Retrotope, Inc.
- Founded: 2006
- Legal status: Clinical stage pharmaceutical company
- Headquarters: Los Altos, CA, United States
- Services: Drug development
- President: Anil Kumar
- Chairman of the Board: Rick Winningham
- Chief scientific officer: Mikhail Shchepinov
- Website: www.retrotope.com

= Retrotope =

American pharmaceutical company

Retrotope, Inc. is a drug development company advancing the idea that polyunsaturated fatty acids (PUFA) drugs fortified with heavy isotopes (reinforced lipids) protect living cells by making bonds within the delicate molecules inside and around cells harder to break. This makes the cells less prone to damage caused by reactive oxygen species (ROS), one of the principal causes of ageing and age-associated diseases. Founded in 2006 by entrepreneurs and scientists with seed funding from private investors, Retrotope is developing a non-antioxidant approach to preventing lipid peroxidation, a detrimental factor in mitochondrial, neuronal, and retinal diseases. The company employs the virtual business model and works in scientific collaboration with more than 80 research groups in universities worldwide.

==Development==

An animated illustration of a chain reaction with slow elements

Retrotope's drug platform, deuterium-stabilized polyunsaturated fatty acids (PUFA), prevents lipid peroxidation damage from propagating, rapidly stopping the toxic chain reaction at its source.
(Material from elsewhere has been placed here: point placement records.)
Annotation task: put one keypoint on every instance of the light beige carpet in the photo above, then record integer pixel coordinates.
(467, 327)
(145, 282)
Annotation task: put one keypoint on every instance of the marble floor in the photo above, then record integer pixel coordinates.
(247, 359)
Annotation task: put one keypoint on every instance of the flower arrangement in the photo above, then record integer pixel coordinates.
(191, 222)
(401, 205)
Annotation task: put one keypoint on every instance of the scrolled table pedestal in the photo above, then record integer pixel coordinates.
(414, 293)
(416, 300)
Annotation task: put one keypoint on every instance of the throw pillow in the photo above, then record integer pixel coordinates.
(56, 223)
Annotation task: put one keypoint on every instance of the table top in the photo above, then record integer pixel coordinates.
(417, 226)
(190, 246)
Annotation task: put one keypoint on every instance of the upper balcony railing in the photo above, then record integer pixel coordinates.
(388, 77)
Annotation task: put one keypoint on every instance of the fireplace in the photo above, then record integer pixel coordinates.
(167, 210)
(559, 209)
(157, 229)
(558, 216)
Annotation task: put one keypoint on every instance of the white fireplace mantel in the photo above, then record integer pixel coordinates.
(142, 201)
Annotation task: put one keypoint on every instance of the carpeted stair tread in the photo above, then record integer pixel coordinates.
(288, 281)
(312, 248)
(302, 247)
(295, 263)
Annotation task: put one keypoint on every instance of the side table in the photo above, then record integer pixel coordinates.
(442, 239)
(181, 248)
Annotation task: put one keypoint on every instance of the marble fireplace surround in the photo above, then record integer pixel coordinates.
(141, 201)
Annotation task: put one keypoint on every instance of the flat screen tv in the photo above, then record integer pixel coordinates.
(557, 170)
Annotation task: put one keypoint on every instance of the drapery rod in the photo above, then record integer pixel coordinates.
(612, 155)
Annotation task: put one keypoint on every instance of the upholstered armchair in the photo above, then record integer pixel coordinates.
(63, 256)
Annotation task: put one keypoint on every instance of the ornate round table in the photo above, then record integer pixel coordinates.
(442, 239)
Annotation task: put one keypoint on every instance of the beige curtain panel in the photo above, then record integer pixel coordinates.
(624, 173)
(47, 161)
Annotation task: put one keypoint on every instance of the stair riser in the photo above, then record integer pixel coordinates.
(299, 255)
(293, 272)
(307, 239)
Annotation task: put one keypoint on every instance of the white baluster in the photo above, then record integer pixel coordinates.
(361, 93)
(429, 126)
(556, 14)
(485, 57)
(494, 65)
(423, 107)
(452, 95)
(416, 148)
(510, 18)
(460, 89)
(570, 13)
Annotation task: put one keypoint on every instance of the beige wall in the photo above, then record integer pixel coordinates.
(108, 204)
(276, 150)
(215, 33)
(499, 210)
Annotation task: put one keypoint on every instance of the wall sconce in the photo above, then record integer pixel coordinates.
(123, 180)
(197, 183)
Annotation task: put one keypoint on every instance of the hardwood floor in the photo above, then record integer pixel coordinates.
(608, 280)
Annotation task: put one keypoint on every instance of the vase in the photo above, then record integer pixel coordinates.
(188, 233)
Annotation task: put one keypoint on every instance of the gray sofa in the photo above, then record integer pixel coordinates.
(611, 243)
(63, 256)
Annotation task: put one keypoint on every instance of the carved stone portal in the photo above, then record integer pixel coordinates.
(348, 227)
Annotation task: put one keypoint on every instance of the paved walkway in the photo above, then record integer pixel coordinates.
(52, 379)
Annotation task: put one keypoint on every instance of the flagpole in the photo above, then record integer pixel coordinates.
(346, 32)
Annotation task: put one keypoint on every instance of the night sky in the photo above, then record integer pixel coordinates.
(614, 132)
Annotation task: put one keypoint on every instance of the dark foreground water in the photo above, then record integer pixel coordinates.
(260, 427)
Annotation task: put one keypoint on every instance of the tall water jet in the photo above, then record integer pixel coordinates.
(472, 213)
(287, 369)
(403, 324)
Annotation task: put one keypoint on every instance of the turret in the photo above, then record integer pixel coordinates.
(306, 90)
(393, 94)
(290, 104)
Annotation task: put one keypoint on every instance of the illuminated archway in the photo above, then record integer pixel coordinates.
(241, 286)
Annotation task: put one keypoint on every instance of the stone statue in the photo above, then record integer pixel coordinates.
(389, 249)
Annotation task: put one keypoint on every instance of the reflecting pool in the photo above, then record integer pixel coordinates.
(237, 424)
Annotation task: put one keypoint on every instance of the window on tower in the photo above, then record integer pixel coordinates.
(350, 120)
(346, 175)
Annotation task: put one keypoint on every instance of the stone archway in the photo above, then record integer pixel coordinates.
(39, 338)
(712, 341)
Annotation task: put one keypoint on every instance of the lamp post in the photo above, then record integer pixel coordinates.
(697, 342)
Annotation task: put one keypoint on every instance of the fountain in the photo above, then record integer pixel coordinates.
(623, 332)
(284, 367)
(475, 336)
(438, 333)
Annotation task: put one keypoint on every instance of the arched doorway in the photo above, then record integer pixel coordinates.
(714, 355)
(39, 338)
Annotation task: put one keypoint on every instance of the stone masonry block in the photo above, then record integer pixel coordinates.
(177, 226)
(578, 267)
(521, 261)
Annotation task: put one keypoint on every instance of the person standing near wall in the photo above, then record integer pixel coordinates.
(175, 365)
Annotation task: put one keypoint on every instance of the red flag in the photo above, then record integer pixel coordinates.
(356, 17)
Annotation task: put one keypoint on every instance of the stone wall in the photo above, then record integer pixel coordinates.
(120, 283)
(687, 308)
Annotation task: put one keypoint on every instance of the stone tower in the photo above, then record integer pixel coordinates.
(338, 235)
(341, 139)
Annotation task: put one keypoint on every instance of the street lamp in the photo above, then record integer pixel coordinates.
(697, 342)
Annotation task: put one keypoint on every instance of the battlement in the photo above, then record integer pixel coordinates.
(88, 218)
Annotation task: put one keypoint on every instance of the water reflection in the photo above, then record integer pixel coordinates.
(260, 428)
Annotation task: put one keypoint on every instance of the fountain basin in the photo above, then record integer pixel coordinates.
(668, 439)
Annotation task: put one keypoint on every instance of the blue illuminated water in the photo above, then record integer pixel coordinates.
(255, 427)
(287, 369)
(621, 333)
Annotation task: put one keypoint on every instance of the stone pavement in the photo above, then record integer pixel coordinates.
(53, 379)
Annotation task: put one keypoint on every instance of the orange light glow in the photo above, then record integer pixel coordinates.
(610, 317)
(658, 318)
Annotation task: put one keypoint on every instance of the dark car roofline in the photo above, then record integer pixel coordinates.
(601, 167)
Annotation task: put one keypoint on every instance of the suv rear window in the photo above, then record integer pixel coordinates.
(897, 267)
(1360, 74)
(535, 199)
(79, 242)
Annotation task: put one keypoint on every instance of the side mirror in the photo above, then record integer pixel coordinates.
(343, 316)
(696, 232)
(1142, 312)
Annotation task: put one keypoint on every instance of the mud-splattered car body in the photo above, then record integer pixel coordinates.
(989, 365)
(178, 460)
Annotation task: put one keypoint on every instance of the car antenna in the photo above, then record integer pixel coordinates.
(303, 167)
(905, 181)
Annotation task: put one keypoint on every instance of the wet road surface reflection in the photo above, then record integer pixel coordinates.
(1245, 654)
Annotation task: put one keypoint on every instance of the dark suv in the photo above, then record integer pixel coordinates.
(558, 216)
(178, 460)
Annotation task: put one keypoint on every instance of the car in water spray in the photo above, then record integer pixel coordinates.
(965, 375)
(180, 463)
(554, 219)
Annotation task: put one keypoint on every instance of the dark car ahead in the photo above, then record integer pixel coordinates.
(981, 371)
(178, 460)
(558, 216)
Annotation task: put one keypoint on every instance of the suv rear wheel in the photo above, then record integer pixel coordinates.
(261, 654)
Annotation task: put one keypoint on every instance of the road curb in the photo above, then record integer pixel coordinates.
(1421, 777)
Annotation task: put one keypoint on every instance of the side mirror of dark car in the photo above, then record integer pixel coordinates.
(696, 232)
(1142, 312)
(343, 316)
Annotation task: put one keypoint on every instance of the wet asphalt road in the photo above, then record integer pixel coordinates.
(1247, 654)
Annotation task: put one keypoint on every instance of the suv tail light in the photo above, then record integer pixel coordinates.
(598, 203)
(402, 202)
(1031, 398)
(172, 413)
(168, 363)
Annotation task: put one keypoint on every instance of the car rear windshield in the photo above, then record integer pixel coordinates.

Because the fatty acids in mitochondrial and cellular membranes turn over rapidly, the dietary substitution of stabilized fatty acids creates cells fortified against damage due to kinetic isotope effect. 11,11-D2-ethyl linoleate suppresses lipid peroxidation even at relatively low levels of incorporation into membranes. In 2010 Retrotope found that it more than 150 times increases the resistance of the yeast to oxidative stress, later it was shown to be effective in an animal model of Alzheimer's disease. A June 2018 study found that a diet of D-PUFA was shown to significantly decrease F2-isoprostanes (a cerebrospinal fluid found in elevated amounts in Huntington's disease) when fed to one-month old mice over the course of five months. These findings caused discussion in popular science press about the use of deuterated nutrients against ageing, but the most promising direction of further development was toward rare neurodegenerative diseases in which oxidative damage plays a part.

==Clinical trials==

===Friedreich's ataxia===
The first deuterated PUFA made and studied by Retrotope, 11,11-D2-ethyl linoleate, has become the first Retrotope's drug RT001 that was taken into the clinic. It has passed Phase I/II clinical trial for the treatment of Friedreich's ataxia (FA), in which RT001 was shown to be safe, well tolerated and beneficial in terms of improving motor capability in FA patients. However, this preliminary evidence must be interpreted with caution given the limited sample size and the short duration of the study.

===Phospholipase 2G6-associated neurodegeneration===
In 2017 FDA granted RT001 orphan drug designation in the treatment of phospholipase 2G6-associated neurodegeneration (PLAN).

===Infantile neuroaxonal dystrophy===
A Phase II open-label clinical study for long-term evaluation of efficacy, safety, tolerability, and pharmacokinetics of RT001 in the treatment of infantile neuroaxonal dystrophy started in the Summer 2018.

==Other clinical use==

===Amyotrophic lateral sclerosis===
After a petition for access filed by investigators at major medical centers, in 2018 RT001 was given to a patient with amyotrophic lateral sclerosis (ALS) under a "compassionate use" scheme sponsored by Retrotope.

===Progressive supranuclear palsy===
In 2020 FDA granted orphan drug designation RT001 for the treatment of patients with progressive supranuclear palsy (PSP). PSP is a disease involving modification and dysfunction of tau protein; RT001's mechanism of action both lowers lipid peroxidation and prevents mitochondrial cell death of neurons which is associated with disease onset and progression.